# Data analysis basics with pandas

## Installation

Even though we have Python installed, we still need to install some extra pieces of software! Python is a whole ecosystem of content, where many of the best abilities are from packages/libraries/modules that are made by other people or companies.

In [None]:
# First we need to download some things!
# Run this cell to get the necessary data and software
import os
import urllib.request
import zipfile

# Install required packages
!pip install -q pandas altair lxml tqdm requests

# Download and extract data files
url = 'https://github.com/jsoma/2025-birn/raw/main/docs/01-pandas-data.zip'
print(f'Downloading data from {url}...')
urllib.request.urlretrieve(url, '01-pandas-data.zip')

print('Extracting 01-pandas-data.zip...')
with zipfile.ZipFile('01-pandas-data.zip', 'r') as zip_ref:
    zip_ref.extractall('.')

os.remove('01-pandas-data.zip')
print('✓ Data files extracted!')

## Using pandas

To use pandas, we first need to **import it**. Then we can go ahead with reading in our data and analyzing it.

In [None]:
import pandas as pd

# This creates a "dataframe" - the Python version of a spreadsheet
df = pd.read_csv("countries.csv")
df

In [None]:
df.head()

In [None]:
df.head(2)

In [None]:
df.tail()

In [None]:
df.sort_values(by='gdp')

In [None]:
df.sort_values(by='gdp', ascending=False)

In [None]:
df.sort_values('life_expectancy', ascending=False).head(10)

In [None]:
df.head(10).sort_values('life_expectancy', ascending=False)

In [None]:
df['life_expectancy']

In [None]:
df['life_expectancy'].median()

In [None]:
df['life_expectancy'] > 75

In [None]:
df[df['life_expectancy'] > 75]

In [None]:
df['continent'].value_counts()

In [None]:
df['continent'].unique()

In [None]:
df[df['continent'] == 'Europe']

In [None]:
df[df['continent'] == 'Europe'].sort_values(by='life_expectancy', ascending=False)

In [None]:
df[df['continent'] == 'Europe']['life_expectancy'].median()

In [None]:
df['life_expectancy'].describe()

In [None]:
df.groupby('continent')['life_expectancy'].median()

In [None]:
df.groupby('continent')['life_expectancy'].median().reset_index()

In [None]:
df.groupby('continent').agg({
    'life_expectancy': 'median',
    'gdp': 'max'
})

In [None]:
# Try to save this as a column??????
df['gdp_per_capita'] = df['gdp'] / df['population']
df.head(2)

## Saving

When you save your CSV, you always need to include `index=False`. If you don't, you get extra unnamed columns that are irritating to you and your coworkers!

In [None]:
df.to_csv("output.csv", index=False)

## Graphing

There's a good way to graph and a bad way to graph: the default is [matplotlib](https://matplotlib.org/), which is 100% the worst.
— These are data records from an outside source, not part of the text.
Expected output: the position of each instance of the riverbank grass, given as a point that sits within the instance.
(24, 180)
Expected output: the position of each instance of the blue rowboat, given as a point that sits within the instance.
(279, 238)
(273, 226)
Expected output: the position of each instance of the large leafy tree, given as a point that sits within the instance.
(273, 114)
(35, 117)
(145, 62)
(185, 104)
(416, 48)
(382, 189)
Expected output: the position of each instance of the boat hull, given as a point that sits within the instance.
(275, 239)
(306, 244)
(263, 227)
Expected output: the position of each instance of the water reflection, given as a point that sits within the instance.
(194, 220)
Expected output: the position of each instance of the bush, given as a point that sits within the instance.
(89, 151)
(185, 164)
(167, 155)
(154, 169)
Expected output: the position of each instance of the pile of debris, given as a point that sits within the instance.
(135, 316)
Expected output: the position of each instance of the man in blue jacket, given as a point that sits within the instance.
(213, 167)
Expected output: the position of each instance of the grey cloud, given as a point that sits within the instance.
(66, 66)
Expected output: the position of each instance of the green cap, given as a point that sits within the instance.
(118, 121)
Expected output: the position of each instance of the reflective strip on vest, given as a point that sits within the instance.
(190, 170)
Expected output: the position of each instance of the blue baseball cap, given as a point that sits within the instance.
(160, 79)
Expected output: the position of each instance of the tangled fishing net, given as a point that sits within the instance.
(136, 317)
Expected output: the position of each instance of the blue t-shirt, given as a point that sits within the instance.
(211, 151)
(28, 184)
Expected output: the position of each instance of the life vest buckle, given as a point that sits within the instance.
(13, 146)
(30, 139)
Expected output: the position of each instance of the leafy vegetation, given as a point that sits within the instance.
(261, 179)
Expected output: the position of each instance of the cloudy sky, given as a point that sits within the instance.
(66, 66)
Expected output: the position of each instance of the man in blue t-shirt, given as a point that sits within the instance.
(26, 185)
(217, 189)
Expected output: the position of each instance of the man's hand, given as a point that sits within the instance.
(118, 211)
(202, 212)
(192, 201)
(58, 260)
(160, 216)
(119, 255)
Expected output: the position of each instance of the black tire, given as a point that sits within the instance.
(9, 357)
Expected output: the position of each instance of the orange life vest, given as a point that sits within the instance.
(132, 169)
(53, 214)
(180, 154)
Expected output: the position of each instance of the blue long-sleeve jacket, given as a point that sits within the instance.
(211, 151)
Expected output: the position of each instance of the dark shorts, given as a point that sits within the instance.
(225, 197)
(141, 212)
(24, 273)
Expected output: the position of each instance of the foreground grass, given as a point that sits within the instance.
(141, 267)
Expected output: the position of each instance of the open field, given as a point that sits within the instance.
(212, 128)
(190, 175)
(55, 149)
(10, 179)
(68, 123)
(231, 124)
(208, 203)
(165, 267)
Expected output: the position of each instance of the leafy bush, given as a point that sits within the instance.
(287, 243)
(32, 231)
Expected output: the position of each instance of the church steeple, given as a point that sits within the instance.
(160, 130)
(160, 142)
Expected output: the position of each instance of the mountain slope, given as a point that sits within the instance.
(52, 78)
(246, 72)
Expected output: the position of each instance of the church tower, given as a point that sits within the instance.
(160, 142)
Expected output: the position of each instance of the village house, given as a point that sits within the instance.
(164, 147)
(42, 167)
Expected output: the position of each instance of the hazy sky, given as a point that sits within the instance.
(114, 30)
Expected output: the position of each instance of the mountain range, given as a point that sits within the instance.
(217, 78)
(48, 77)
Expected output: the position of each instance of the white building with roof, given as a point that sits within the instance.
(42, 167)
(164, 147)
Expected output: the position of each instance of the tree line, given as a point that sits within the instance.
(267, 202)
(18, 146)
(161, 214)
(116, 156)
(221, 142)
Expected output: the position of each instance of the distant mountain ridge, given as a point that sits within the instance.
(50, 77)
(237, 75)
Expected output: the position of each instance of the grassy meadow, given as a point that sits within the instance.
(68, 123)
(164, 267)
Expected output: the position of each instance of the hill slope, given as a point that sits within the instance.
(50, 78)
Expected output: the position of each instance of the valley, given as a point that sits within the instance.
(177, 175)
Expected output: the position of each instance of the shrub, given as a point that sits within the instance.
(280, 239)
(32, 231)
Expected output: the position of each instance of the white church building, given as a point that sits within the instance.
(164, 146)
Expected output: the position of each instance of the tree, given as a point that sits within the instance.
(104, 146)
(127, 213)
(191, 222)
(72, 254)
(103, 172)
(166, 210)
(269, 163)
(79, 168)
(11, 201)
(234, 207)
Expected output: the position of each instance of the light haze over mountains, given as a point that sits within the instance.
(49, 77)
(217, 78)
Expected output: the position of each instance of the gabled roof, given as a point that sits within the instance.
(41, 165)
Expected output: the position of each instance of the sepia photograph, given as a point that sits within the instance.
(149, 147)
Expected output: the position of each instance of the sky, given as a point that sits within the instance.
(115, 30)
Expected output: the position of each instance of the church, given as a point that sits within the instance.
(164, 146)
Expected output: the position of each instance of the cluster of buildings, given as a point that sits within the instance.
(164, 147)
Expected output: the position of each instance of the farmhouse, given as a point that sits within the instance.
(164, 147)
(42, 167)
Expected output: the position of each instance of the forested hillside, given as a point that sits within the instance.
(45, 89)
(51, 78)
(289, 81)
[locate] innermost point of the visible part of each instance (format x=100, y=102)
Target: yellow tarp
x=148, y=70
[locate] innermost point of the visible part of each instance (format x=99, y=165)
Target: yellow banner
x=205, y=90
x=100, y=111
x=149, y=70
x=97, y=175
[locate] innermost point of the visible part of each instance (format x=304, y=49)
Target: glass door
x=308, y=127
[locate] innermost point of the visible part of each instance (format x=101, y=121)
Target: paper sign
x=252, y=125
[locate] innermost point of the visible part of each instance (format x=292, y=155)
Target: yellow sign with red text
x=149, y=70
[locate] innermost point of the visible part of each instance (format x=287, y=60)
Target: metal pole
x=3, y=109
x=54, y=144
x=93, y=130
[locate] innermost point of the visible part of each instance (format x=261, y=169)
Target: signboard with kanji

A great alternative is [Altair](https://altair-viz.github.io/gallery/index.html), which is more useful and produces prettier (and interactive!) graphics.

In [None]:
df.plot(x='gdp_per_capita', y='life_expectancy', kind='scatter')

In [None]:
import altair as alt

alt.Chart(df).mark_circle(size=50).encode(
    x='gdp_per_capita',
    y='life_expectancy',
    color='continent',
    tooltip=['country', 'continent', 'life_expectancy', 'population']
).properties(
    width=800,
    height=300
).interactive()